For even simpler data management in R, the author may have a alook at the `data.table` package [1]. His example would then be

    library(data.table)
    dt <- fread("purchases.csv")
    dt[, .(total = sum(amount - discount)), by = "country"]
and much faster to run

[1] https://rdatatable.gitlab.io/data.table/


Similarly, for me as an R person `polars` feels a bit more like R than `pandas`

    q = (
        pl.scan_csv("docs/data/iris.csv")
        .filter(pl.col("sepal_length") > 5)
        .group_by("species")
        .agg(pl.all().sum())
    )

    df = q.collect()


A number of aspects of the design of Pandas make more sense if you know it's background. It originated in a quantitative finance environment where it's common to be working with time series data.
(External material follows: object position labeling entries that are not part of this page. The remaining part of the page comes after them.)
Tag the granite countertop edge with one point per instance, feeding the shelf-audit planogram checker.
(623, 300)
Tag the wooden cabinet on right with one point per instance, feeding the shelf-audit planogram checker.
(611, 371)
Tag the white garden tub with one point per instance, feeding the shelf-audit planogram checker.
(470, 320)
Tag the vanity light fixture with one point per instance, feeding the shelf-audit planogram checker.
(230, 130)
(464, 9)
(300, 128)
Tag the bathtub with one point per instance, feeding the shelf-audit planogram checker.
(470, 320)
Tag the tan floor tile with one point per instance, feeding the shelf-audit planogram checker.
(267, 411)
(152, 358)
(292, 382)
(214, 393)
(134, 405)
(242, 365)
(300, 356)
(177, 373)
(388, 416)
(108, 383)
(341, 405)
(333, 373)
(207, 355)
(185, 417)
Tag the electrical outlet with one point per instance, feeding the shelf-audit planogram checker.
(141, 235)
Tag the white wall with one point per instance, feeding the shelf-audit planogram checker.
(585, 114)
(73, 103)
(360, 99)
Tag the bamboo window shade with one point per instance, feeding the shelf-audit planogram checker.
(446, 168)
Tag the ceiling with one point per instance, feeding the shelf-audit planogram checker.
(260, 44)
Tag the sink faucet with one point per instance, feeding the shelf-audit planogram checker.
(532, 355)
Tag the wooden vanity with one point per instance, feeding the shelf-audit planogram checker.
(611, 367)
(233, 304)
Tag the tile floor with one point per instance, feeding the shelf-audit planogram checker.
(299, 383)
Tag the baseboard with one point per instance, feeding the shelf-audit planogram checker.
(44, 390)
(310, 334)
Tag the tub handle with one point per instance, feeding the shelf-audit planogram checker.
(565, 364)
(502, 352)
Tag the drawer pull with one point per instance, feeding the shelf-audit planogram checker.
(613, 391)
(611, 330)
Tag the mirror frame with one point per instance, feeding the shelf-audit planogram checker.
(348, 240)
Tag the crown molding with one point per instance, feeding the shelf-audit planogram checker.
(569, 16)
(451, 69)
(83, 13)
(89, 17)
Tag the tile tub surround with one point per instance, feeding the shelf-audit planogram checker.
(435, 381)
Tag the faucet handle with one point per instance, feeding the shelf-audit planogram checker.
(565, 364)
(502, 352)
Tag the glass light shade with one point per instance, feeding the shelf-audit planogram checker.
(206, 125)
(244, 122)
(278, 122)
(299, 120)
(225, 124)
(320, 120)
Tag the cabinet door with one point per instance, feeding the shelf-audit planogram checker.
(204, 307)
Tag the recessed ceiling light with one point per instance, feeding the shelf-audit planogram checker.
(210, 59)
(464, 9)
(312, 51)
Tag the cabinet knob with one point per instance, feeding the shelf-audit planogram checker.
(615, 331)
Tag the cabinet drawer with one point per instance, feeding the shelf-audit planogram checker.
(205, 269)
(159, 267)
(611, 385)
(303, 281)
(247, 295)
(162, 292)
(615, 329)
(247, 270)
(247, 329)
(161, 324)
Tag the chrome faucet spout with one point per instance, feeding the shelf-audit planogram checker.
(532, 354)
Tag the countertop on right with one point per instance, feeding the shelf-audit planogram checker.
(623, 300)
It grew from that in to a more general purpose data manipulation and analysis library.


its* background


This is fine and all, (although I’m not impressed by the quality of the python code), but the examples don’t show how to do meta programming.

I often dont want to manually write out column names, but programmatically specify them, and similar for a lot of other of these examples. I don’t want to manually configure them.

I haven’t seen examples of that higher level programming in these various R python comparisons. It’s always tediously manual examples.

The examples usually feel like manual analyst query type tasks. Even the tone strongly reinforces that with text like “oh and Maria asked me to xyz”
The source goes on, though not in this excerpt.